Sur les créations de Walter & Moretti, la lumière glisse, et avec elle un sentiment de légèreté. Olivier Oksam parle « du luxe d’un objet silencieux auquel chacun apporte un sens. »
Chaque objet suscite question : sa période de création, son façonnage, l’histoire de sa transmission ; mais tout cela est sans âge. Depuis 2014, Olivier Oksman développe le catalogue des pièces. Impossible de faire la différence entre les objets créés en 1970 et ceux d’aujourd’hui. L’idée est celle « d’introduire dans les intérieurs des objets dont on ne prédit pas la fin. »
C’est bien le cas pour la nouvelle version du jeu d’échecs, limité à 100 exemplaires, au plateau convexe aimanté. Les artisans ont relevé le défi technique et ont produit un objet d’exception, contemporain tout en étant imprégné d’histoire, à l’esthétique marquée.

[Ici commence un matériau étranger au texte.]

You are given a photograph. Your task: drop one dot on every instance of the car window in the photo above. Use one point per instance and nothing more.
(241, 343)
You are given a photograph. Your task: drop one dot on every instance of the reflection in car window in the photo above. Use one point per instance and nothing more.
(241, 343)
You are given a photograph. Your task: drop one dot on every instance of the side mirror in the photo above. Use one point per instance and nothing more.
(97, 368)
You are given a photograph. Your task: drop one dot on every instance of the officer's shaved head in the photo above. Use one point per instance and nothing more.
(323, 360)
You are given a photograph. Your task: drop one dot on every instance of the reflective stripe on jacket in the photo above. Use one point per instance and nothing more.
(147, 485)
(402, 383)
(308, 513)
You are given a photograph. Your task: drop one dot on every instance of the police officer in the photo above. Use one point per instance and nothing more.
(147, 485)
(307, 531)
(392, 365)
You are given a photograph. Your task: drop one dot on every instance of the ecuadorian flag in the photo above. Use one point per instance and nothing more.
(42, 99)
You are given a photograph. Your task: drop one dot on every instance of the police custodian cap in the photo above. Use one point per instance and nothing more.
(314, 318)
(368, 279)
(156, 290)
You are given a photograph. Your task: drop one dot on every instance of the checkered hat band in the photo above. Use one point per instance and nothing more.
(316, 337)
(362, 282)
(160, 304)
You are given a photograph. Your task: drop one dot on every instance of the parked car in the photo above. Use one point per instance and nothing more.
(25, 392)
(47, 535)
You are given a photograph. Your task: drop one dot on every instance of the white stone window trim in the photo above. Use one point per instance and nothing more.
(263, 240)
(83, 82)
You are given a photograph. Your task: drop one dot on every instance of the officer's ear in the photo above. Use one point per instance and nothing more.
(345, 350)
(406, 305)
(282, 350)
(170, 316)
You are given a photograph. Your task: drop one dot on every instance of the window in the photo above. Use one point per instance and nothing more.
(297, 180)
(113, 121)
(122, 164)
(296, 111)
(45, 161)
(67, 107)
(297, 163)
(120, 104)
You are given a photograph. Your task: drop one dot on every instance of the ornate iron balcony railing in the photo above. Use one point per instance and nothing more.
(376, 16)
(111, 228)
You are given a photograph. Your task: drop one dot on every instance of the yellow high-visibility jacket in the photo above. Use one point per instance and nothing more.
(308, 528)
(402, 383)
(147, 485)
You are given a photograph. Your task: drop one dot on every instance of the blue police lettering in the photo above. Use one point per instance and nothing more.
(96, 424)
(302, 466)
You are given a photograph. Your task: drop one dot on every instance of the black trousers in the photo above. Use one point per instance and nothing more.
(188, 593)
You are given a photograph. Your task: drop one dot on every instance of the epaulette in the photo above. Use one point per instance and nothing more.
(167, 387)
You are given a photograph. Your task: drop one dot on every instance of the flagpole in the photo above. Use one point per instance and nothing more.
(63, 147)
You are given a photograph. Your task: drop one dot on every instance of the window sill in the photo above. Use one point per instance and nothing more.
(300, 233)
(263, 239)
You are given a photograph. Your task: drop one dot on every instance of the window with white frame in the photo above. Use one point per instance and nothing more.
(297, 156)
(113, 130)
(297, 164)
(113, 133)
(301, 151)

La transmission, l’intention-clé des objets en aluminium Walter & Moretti
Walter & Moretti continue de mener sa réflexion sur la matière. A l’ère de la production de masse et de la surconsommation, le caractère de la marque ne concède sur aucun détail. Plaisir d’initiés, les objets continuent de ne pas répondre au nom d’un créateur. Ce qui compte, c’est l’intention : celle de l’artisan à l’origine de la création mais aussi celle du collectionneur.
Les pièces contemporaines sont produites en France, sans effet de mode. Pour conserver cette qualité d’exécution, le vocabulaire et le terreau culturel doivent être communs avec l’artisan qui réalise la pièce. C’est ce supplément d’âme qui participe à la valeur de ces objets qui se transmettent.
La transmission est le maître mot de la philosophie de la marque qui développe ses nouvelles créations en étroite collaboration avec l’ancien chef d’atelier de Walter & Moretti. Apprendre de l’expérience, voilà ce qui offre des pièces aux lignes abouties et fluides.
Récemment, le lampadaire Cyclop est entré dans la collection de luminaires. Deux profilés d’aluminium maintiennent deux réflecteurs orientables. La base composée de dalles de verre coloré reflète à envi la lumière et assure la stabilité de la pièce. On reconnaît là une déclinaison parfaitement exécutée de la lampe Shade, qu’on retrouve aussi au catalogue. Objet à la fois monolithique et discret, il reflète à merveille la manière et la facture Walter & Moretti. On attend avec impatience le canapé en cours de développement…
Walter & Moretti est la preuve que la querelle des Anciens et des Modernes est bien révolue. En recherchant « le meilleur usage de la matière possible » sans compromis, la maison imagine avec sincérité des pièces en aluminium intemporelles et durables, luxueuses, sans ostentation.